English
Dirichlet’s Unit Theorem asserts that every unit x ∈ (𝓞 K)× can be written uniquely as a product of a torsion element and integer powers of the fundamental system, i.e., x = ζe · ∏i (fundSystem K i)^{ζe.2 i} with ζe ∈ torsion K × (Fin(rank K) → ℤ).
Русский
Теорема Дирихле о единицах утверждает, что любая единица x ∈ (𝓞 K)× распадается единственным образом как произведение torsion-элемента и целочисленных степеней фундаментальной системы: x = ζe · ∏i (fundSystem K i)^{ζe.2 i}, где ζe ∈ torsion K × (Fin(rank K) → ℤ).
LaTeX
$$$\\forall K [Field K] [NumberField K], \\forall x \\in (\\mathcal{O}_K)^{\\times}, \\exists! \\zeta_e \\in \\mathrm{torsion}(K) \\times (\\mathrm{Fin}(\\mathrm{rank}\\,K) \\to \\mathbb{Z}), x = \\zeta_e.1 \\cdot \\prod_i (\\mathrm{fundSystem}~K~i)^{\\zeta_e.2(i)}.$$$
Lean4
/-- **Dirichlet Unit Theorem**. Any unit `x` of `𝓞 K` can be written uniquely as the product of
a root of unity and powers of the units of the fundamental system `fundSystem`. -/
theorem exist_unique_eq_mul_prod (x : (𝓞 K)ˣ) :
∃! ζe : torsion K × (Fin (rank K) → ℤ), x = ζe.1 * ∏ i, (fundSystem K i) ^ (ζe.2 i) :=
by
let ζ := x * (∏ i, (fundSystem K i) ^ ((basisModTorsion K).repr (Additive.ofMul ↑x) i))⁻¹
have h_tors : ζ ∈ torsion K :=
by
rw [← QuotientGroup.eq_one_iff, QuotientGroup.mk_mul, QuotientGroup.mk_inv, ← ofMul_eq_zero, ofMul_mul, ofMul_inv,
QuotientGroup.mk_prod, ofMul_prod]
simp_rw [QuotientGroup.mk_zpow, ofMul_zpow, fundSystem, QuotientGroup.out_eq']
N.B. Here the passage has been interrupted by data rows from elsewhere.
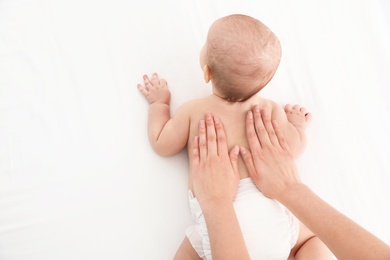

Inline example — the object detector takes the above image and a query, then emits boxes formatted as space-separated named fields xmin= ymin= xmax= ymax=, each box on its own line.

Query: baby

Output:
xmin=138 ymin=15 xmax=332 ymax=259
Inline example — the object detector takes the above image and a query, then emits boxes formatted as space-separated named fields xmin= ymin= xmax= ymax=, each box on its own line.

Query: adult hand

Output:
xmin=240 ymin=105 xmax=301 ymax=199
xmin=191 ymin=113 xmax=240 ymax=209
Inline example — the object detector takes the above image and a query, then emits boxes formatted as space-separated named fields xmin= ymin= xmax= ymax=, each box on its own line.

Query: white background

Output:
xmin=0 ymin=0 xmax=390 ymax=260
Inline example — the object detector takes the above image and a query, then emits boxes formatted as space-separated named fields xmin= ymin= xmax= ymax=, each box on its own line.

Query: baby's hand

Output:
xmin=137 ymin=73 xmax=171 ymax=105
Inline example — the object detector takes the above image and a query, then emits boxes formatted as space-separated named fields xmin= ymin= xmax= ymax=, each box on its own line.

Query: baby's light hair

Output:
xmin=206 ymin=14 xmax=281 ymax=101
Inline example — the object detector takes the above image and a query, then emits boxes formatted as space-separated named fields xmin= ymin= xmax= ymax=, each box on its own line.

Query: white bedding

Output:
xmin=0 ymin=0 xmax=390 ymax=260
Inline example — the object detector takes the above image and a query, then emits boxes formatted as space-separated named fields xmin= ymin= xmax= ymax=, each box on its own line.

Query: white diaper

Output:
xmin=185 ymin=178 xmax=299 ymax=260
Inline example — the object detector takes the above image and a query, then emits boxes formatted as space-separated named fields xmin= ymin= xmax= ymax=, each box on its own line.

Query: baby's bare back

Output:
xmin=187 ymin=95 xmax=273 ymax=186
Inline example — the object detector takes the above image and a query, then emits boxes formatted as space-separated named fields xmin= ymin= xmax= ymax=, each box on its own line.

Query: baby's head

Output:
xmin=200 ymin=14 xmax=281 ymax=101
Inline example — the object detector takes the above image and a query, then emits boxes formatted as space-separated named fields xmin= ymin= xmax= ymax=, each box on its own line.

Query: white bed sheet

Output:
xmin=0 ymin=0 xmax=390 ymax=260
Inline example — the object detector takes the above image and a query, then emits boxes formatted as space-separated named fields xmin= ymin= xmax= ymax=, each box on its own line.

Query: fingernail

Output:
xmin=233 ymin=145 xmax=240 ymax=155
xmin=199 ymin=120 xmax=205 ymax=128
xmin=206 ymin=113 xmax=211 ymax=120
xmin=261 ymin=108 xmax=268 ymax=116
xmin=248 ymin=111 xmax=253 ymax=119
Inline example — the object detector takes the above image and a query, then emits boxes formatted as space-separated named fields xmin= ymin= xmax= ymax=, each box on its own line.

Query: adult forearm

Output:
xmin=280 ymin=184 xmax=390 ymax=259
xmin=202 ymin=203 xmax=249 ymax=260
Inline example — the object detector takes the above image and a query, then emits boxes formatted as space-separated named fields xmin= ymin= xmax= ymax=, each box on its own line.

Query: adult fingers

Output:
xmin=272 ymin=120 xmax=291 ymax=152
xmin=214 ymin=116 xmax=228 ymax=155
xmin=137 ymin=84 xmax=149 ymax=97
xmin=245 ymin=111 xmax=261 ymax=151
xmin=253 ymin=105 xmax=271 ymax=147
xmin=192 ymin=136 xmax=200 ymax=169
xmin=152 ymin=73 xmax=160 ymax=87
xmin=199 ymin=119 xmax=207 ymax=160
xmin=261 ymin=109 xmax=279 ymax=145
xmin=240 ymin=146 xmax=259 ymax=183
xmin=229 ymin=145 xmax=240 ymax=178
xmin=205 ymin=113 xmax=218 ymax=156
xmin=144 ymin=75 xmax=152 ymax=91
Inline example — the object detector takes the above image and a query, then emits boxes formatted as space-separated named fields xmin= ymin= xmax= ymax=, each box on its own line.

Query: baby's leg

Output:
xmin=284 ymin=104 xmax=311 ymax=131
xmin=173 ymin=237 xmax=202 ymax=260
xmin=289 ymin=223 xmax=336 ymax=260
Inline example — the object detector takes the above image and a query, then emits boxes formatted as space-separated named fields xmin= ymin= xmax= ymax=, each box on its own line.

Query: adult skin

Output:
xmin=191 ymin=107 xmax=390 ymax=259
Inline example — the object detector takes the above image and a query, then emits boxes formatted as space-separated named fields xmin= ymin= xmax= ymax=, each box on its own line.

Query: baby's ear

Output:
xmin=203 ymin=64 xmax=212 ymax=83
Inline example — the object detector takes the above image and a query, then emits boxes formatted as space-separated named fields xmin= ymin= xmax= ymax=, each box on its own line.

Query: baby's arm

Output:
xmin=138 ymin=73 xmax=189 ymax=156
xmin=288 ymin=223 xmax=335 ymax=260
xmin=272 ymin=102 xmax=311 ymax=158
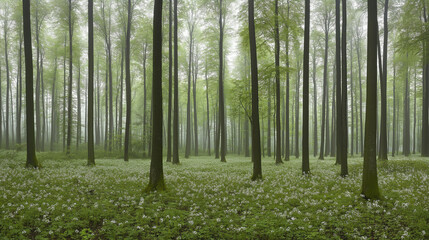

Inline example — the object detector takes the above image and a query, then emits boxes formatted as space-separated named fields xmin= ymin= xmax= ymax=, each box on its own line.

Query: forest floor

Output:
xmin=0 ymin=151 xmax=429 ymax=239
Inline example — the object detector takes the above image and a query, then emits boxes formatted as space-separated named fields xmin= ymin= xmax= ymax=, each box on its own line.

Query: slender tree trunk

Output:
xmin=3 ymin=18 xmax=12 ymax=149
xmin=402 ymin=51 xmax=410 ymax=156
xmin=16 ymin=29 xmax=22 ymax=144
xmin=285 ymin=0 xmax=291 ymax=161
xmin=362 ymin=0 xmax=380 ymax=199
xmin=173 ymin=0 xmax=180 ymax=164
xmin=167 ymin=0 xmax=174 ymax=162
xmin=66 ymin=0 xmax=73 ymax=155
xmin=378 ymin=0 xmax=389 ymax=160
xmin=87 ymin=0 xmax=95 ymax=166
xmin=313 ymin=44 xmax=318 ymax=157
xmin=23 ymin=0 xmax=40 ymax=168
xmin=147 ymin=0 xmax=165 ymax=191
xmin=335 ymin=0 xmax=343 ymax=164
xmin=248 ymin=0 xmax=262 ymax=180
xmin=275 ymin=0 xmax=283 ymax=164
xmin=297 ymin=0 xmax=310 ymax=174
xmin=219 ymin=0 xmax=226 ymax=162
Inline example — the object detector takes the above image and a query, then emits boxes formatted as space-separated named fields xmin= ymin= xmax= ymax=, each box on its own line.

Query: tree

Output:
xmin=338 ymin=0 xmax=349 ymax=177
xmin=274 ymin=0 xmax=283 ymax=164
xmin=167 ymin=0 xmax=174 ymax=162
xmin=378 ymin=0 xmax=389 ymax=160
xmin=296 ymin=0 xmax=310 ymax=174
xmin=219 ymin=0 xmax=226 ymax=162
xmin=66 ymin=0 xmax=74 ymax=155
xmin=87 ymin=0 xmax=95 ymax=166
xmin=319 ymin=1 xmax=332 ymax=160
xmin=22 ymin=0 xmax=40 ymax=168
xmin=124 ymin=0 xmax=133 ymax=161
xmin=147 ymin=0 xmax=165 ymax=191
xmin=248 ymin=0 xmax=262 ymax=180
xmin=173 ymin=0 xmax=180 ymax=164
xmin=332 ymin=0 xmax=343 ymax=164
xmin=362 ymin=0 xmax=380 ymax=199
rw [add_eq_zero_iff_eq_neg, neg_neg]
exact ((basisModTorsion K).sum_repr (Additive.ofMul ↑x)).symm
refine ⟨⟨⟨ζ, h_tors⟩, ((basisModTorsion K).repr (Additive.ofMul ↑x) : Fin (rank K) → ℤ)⟩, ?_, ?_⟩
· simp only [ζ, _root_.inv_mul_cancel_right]
· rintro ⟨⟨ζ', h_tors'⟩, η⟩ hf
simp only [ζ, ← fun_eq_repr K h_tors' hf, Prod.mk.injEq, Subtype.mk.injEq, and_true]
nth_rewrite 1 [hf]
rw [_root_.mul_inv_cancel_right]